Armstrong & Charlie is one of those books that I greatly enjoyed and just can’t find the words in me for a good review. I hate when this happens because we all know I can rant for days about terrible books, yet there are times when I read something I would gladly recommend and I choke up! Ugh! -_-

This book is set in the 1970s in California, which is a big change of scenery for me, especially for middle-grade. Armstrong and a handful of other students were selected to be bussed to Charlie’s school, Wonderland. This is a new experience for both boys and on the first day of school, perhaps because tensions are high and perhaps because the students are afraid of being misunderstood, Charlie and Armstrong get off on the wrong foot. This starts a feud between the two of them that carries itself throughout the school year, slowly morphing into a solid friendship.

I wanted to slap both boys just as much as I wanted to see them get the upper hand over the other. Charlie and Armstrong are both clever and stubborn and Armstrong’s wit had me laughing several times.

Towards the end I wanted to cry, but Sweetbeeps was in the room and while he wouldn’t have minded my waterworks, he would have been confused as to why I was sitting in front of my laptop sniveling and then I would have had to explain like, the whole book, and he wouldn’t have had time for that, so I just bottled it up.

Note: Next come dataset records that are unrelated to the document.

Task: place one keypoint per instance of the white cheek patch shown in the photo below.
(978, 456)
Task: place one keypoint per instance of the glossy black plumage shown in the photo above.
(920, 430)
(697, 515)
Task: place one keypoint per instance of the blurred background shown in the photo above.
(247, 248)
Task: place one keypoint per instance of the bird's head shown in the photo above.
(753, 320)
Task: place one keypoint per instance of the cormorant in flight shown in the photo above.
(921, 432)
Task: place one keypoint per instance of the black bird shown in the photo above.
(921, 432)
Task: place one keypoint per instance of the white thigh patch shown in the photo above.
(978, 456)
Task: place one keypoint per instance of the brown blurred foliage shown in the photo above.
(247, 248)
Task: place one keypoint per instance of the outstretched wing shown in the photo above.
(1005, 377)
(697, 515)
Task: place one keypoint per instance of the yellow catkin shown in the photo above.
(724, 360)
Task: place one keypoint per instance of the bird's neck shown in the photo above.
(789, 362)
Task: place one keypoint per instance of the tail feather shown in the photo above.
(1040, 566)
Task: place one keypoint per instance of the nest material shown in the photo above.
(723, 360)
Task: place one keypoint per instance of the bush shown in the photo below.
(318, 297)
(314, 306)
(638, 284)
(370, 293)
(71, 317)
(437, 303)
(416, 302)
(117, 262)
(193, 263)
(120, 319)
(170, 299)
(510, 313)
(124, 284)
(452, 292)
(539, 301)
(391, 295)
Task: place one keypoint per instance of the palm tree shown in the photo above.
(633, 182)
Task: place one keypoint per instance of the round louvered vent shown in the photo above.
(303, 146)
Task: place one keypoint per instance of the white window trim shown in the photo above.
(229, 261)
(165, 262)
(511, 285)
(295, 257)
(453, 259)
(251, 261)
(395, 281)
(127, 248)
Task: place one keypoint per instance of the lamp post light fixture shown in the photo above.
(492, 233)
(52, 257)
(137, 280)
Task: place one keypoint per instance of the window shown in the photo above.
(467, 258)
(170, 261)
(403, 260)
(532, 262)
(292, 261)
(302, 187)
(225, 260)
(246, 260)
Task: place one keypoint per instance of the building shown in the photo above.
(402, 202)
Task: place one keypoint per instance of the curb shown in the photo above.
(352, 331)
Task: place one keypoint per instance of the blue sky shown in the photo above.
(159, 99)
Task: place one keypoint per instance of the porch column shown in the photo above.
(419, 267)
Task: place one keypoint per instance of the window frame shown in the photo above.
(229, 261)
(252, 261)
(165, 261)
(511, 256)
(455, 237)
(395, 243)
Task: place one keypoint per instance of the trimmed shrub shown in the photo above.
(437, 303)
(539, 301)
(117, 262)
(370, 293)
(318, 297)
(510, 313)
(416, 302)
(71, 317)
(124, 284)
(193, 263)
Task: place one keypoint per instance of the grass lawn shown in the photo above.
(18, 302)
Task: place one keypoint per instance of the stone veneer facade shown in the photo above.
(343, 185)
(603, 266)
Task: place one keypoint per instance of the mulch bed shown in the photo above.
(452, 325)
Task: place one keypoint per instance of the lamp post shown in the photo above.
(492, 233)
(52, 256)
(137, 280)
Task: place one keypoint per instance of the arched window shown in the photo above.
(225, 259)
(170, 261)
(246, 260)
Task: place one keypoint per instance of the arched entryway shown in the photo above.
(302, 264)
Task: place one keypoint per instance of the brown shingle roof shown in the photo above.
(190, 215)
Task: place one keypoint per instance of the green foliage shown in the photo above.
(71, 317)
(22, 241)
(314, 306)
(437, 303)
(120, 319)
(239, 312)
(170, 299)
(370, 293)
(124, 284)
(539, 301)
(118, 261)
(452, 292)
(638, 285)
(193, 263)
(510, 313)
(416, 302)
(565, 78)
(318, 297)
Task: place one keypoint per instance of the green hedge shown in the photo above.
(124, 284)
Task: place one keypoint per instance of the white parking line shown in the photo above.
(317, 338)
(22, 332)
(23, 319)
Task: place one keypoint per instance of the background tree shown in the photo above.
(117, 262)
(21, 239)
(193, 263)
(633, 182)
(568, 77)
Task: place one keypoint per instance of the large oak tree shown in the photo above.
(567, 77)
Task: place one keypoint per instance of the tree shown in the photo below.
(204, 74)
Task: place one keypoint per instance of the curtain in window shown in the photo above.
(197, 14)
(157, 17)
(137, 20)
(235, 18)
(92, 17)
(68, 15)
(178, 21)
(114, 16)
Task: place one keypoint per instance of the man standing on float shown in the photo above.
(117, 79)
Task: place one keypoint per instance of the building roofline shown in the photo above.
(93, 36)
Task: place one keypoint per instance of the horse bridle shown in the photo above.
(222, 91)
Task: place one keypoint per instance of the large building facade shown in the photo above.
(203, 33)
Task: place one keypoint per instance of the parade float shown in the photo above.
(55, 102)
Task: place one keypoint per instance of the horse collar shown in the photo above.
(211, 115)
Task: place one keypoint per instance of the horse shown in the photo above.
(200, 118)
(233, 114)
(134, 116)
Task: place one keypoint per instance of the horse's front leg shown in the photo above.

I know this review is basically rubbish very vague as far as giving you any information on what I liked, but I warned you! I just want to shout in your face that I love this book. I found it poignant and funny and I think that this is a book that perfectly captures that awkward time in sixth grade where you’re not quite a little kid anymore, but also not a teenager yet. The running theme throughout the book is “different, yet the same” which is something we all could think about more often when it comes to our social interactions with others. This is an excellent contemporary (wait, is it still contemporary if it’s set over 40 years ago?!) read if you’re looking for strong social themes in your middle-grade or a story line that is a little deeper and more meaningful. Again, sorry this review is so awkward! But I really enjoyed the hell outta this book!

I received this book for free from NetGalley in exchange for an honest review. This does not affect my opinion of the book or the content of my review. All opinions in this post are my own.
Steven has a great looking website and he talks a little there (and in the note in the back of his book) about how he experienced the start of the Opportunity Busing program at his middle school and the friends he made because of that change.